Not much happens at that pool anymore, at least not in the way it happened before mid-2009. The destruction of the team that once existed there is almost solely Julie Reiser’s doing, along with the people who listened to her at Palm Beach County.
To give you a feel for how bad her accusations became here is an email I got yesterday from one of my better Florida swimmers.

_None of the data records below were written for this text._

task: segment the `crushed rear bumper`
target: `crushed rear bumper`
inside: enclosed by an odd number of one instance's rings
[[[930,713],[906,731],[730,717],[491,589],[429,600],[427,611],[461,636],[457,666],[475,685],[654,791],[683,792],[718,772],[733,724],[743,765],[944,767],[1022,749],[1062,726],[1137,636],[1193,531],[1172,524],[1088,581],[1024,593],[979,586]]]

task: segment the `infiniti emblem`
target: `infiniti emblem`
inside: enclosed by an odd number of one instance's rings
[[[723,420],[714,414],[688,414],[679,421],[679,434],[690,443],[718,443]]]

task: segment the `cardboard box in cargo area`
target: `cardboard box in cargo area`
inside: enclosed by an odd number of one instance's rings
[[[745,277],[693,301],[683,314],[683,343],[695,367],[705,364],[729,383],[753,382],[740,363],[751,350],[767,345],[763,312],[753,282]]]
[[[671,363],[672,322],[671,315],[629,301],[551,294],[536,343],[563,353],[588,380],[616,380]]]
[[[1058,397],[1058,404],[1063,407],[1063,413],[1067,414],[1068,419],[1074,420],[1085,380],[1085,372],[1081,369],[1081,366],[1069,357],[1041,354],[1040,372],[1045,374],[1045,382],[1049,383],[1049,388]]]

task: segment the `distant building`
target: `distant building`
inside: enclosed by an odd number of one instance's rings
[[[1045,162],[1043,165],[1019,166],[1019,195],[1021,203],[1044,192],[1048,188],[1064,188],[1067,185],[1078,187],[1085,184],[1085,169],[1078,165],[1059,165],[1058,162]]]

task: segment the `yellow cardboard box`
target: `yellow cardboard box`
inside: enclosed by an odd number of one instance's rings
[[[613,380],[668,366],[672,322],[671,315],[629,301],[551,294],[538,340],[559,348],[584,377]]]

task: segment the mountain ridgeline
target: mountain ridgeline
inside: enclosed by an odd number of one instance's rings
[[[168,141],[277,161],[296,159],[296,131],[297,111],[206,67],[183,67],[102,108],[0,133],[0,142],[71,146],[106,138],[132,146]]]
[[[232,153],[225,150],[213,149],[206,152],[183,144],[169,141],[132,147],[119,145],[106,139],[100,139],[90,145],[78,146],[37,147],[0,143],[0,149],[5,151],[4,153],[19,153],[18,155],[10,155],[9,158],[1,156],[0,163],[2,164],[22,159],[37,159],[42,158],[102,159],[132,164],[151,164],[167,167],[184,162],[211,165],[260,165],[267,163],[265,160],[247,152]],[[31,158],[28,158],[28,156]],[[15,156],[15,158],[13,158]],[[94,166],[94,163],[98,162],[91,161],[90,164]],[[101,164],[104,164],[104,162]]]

“Hi David! Just read the article Jane posted. It is nice to know that people reap what they sow. We always believed you and knew you and Alison had nothing to do with any of that. To this day XXXXXX and I still talk about how bad we feel that you were falsely accused. It’s too bad they had to be a part of the team. Hope you know how much the rest of us loved having you here! Definitely glad her sins found her out :) I’m sure this news puts a smile on your face! Hope you are doing well!”
The “news”, we will get to later in this post…
Things got even worse when I discovered Reiser had asked the club to invoice her boy’s training fees as a single amount and call it a gym membership. I investigated further and discovered she was claiming the cost back from her then-employer who offered gym memberships to the staff as a corporate perk. I told the employer. I was not happy to be accused of financial mismanagement, only to find that my accuser was defrauding her employer with my coaching programme. Julie was sacked and left the swimming club.
But you may be wondering, what is this mention of Reiser’s sins all about. Well, with that history imagine how I felt when I read the following headline in the Boca News last Friday.
Made In USA Founder, McCline For Congress Director Reiser Jailed
by BocaNewsNow.com Staff • May 19, 2014 6:20 pm
Julie Reiser, Courtesy Palm Beach County Jail
There may be some Swimwatch readers who want to read more about the most recent events in the life and times of Julie Reiser. Here is the link: http://bocanewsnow.com/2014/05/19/made-in-usa-founder-mccline-for-congress-director-reiser-jailed/
That has to be kama. Perhaps even schadenfreude. Or as a friend of mine from Florida said today in an email on the subject – “Four greatest words in the English language: I told you so.”
Amen to that.
Well that’s my Famous Five. Pray God it never grows to become the name of another well-known Enid Blyton series, “The Secret Seven”.